Ebenfalls wird es Informationen zum Stand der Downhillstrecken vom Feldberg und zum Flowtrail Feldberg (vom Windeck zum Fuchstanz und bald bis zur Hohemark) geben

Wir freuen uns auf einen interessanten Abend und hoffen auf viele Teilnehmer. Damit es nicht wieder so eng wird wie beim ersten Infoabend, meldet euch bitte an. Entweder formlos über [email protected] oder über die Facebook-Veranstaltung (bitte *nur* *einmal*).

Kontaktperson für Rückfragen: [email protected].


----------



## BigTobi (3. Mai 2017)

Gibts Infos zum Infoabend??
Würde mich intressieren was dort so beschlossen wurde.


----------



## uwe50 (4. Mai 2017)

Das in Freizeit zu schreibende Protokoll folgt 

*Feedbacks in Facebook *

Torsten Knust
Klasse Veranstaltung!! Sehr gut moderiert, der Forst hat gut argumentiert, wir sind auf einem guten Weg! Die Location war auch sehr gut, klasse Versorgung!

Bastian Seba Vielen Dank für die Organisation und großes Lob an den Forst, sich hier am Abend unseren Fragen zu stellen.
Am Ende zeigt sich, dass gegenseitige Rücksichtnahme und aktives Vorbringen der Interessen allen Beteiligten hilft

Stephan Behr Dem kann ich nur zustimmen. Was und wie es Herr Sander vom Forst übermittelt hat war sehr interessant. Es kam rüber, seitens der Forstamtes kein Interesse besteht "Jagd" auf die Biker zu machen aber irgendwo halt nun mal Grenzen sind. Auch Vielen Dank an die Mädels und Jungs von Gravity und dem DIMB. Ohne Lobby geht in Deutschland anscheinend nichts mehr.


----------



## uwe50 (10. Mai 2017)

und Feedback in der Presse:

*Mountainbiker kämpfen um Strecken im Wald*
*Ein ungewöhnlicher Bund*
05.05.2017
VON DIRK MÜLLER-KÄSTNER
Erstmals vertritt ein Mitarbeiter des Königsteiner Forstamts bei einem Treffen von Mountainbikern aus der Region die Interessen von Hessen Forst. Dabei öffnet er manchem Sportler die Augen – und nimmt seinerseits Anregungen für die Arbeit der Waldschützer mit.

Zum Artikel


----------



## trickn0l0gy (10. Mai 2017)

Danke, den Artikel habe ich auch gesehen. Das ist halt das übliche Geplänkel, leider wenig konkretes, bis auf die Tatsache, dass Behler-Sander Kelkheim anscheinend toleriert, solange keiner Stress macht. Das ist doch schon mal was. Auch gut, dass erwähnt wird, dass Trails unnötigerweise gesperrt werden. Topo-Maps haben die Trails, die sind auch zum Teil nicht neu und nicht illegal angelegt, also sollten sie nicht gesperrt werden. Hier hätte man sich mehr Substanzielles an Aussagen gewünscht, gerade wenn man an so Perlen wie den BGS-Trail denkt...


----------



## Paul_FfM (11. Mai 2017)

trickn0l0gy schrieb:


> Meine Position: Der "Bogenschützentrail" ist einer der attraktivsten Trails in der ganzen Region.

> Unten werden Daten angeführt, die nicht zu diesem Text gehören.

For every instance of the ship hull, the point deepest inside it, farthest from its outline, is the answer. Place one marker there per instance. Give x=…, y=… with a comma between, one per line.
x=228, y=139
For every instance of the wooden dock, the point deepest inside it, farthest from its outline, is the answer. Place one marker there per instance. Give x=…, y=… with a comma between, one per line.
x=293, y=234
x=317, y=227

Ich häng mich hier mal rein. Bin den o.g. Trail jetzt zum ersten Mal gefahren und wüsste gern, wie ihr den auf der Singletrail Skala einstuft.
Grüße
P.


----------



## trickn0l0gy (12. Mai 2017)

Hi Paul,
Deine Frage ist eigentlich etwas Offtopic, was den Thread hier anbelangt. Aber ich würde ihn S2 bis S3 einstufen, je nachdem wie man die Linie wählt und ob man die Drops mitnimmt. 
LG
Max


----------



## MTB-News.de




----------



## Paul_FfM (12. Mai 2017)

trickn0l0gy schrieb:


> Hi Paul,
> Deine Frage ist eigentlich etwas Offtopic, was den Thread hier anbelangt. Aber ich würde ihn S2 bis S3 einstufen, je nachdem wie man die Linie wählt und ob man die Drops mitnimmt.
> LG
> Max



Vollkommen OT, stimmt. Und genau deshalb: vielen Dank! Jetzt kann ich meine (Un)fähigkeit etwas besser einschätzen.
Grüße,
P.


----------



## Lucafabian (15. Mai 2017)

Paul_FfM schrieb:


> Ich häng mich hier mal rein. Bin den o.g. Trail jetzt zum ersten Mal gefahren und wüsste gern, wie ihr den auf der Singletrail Skala einstuft.
> Grüße
> P.


Ich kenn nur eine S3 Stelle und die ist am Zacken...allen anderen würd ich max S2 geben, aber ich kenn mich auch ned so gut aus


----------



## IG-Taunus (13. Juni 2017)

*2017/06 Kurz und knapp - Infos der DIMB IG-Taunus*

*DIMB IG-Taunus Tagestour am Sonntag, 25.06.17, 09:00 Uhr*
Unser Mitgliedsverein Mountain Sports e.V. richtet zum 13. Mal den Oberurseler Bike Marathon aus. Wir unterstützen mit der Teilnahme das Engagement. Das Startgeld von 8 bzw. 7 Euro bei Voranmeldung beinhaltet ein Freigetränk im Ziel sowie die Teilnahme an einer Verlosung von Preisen.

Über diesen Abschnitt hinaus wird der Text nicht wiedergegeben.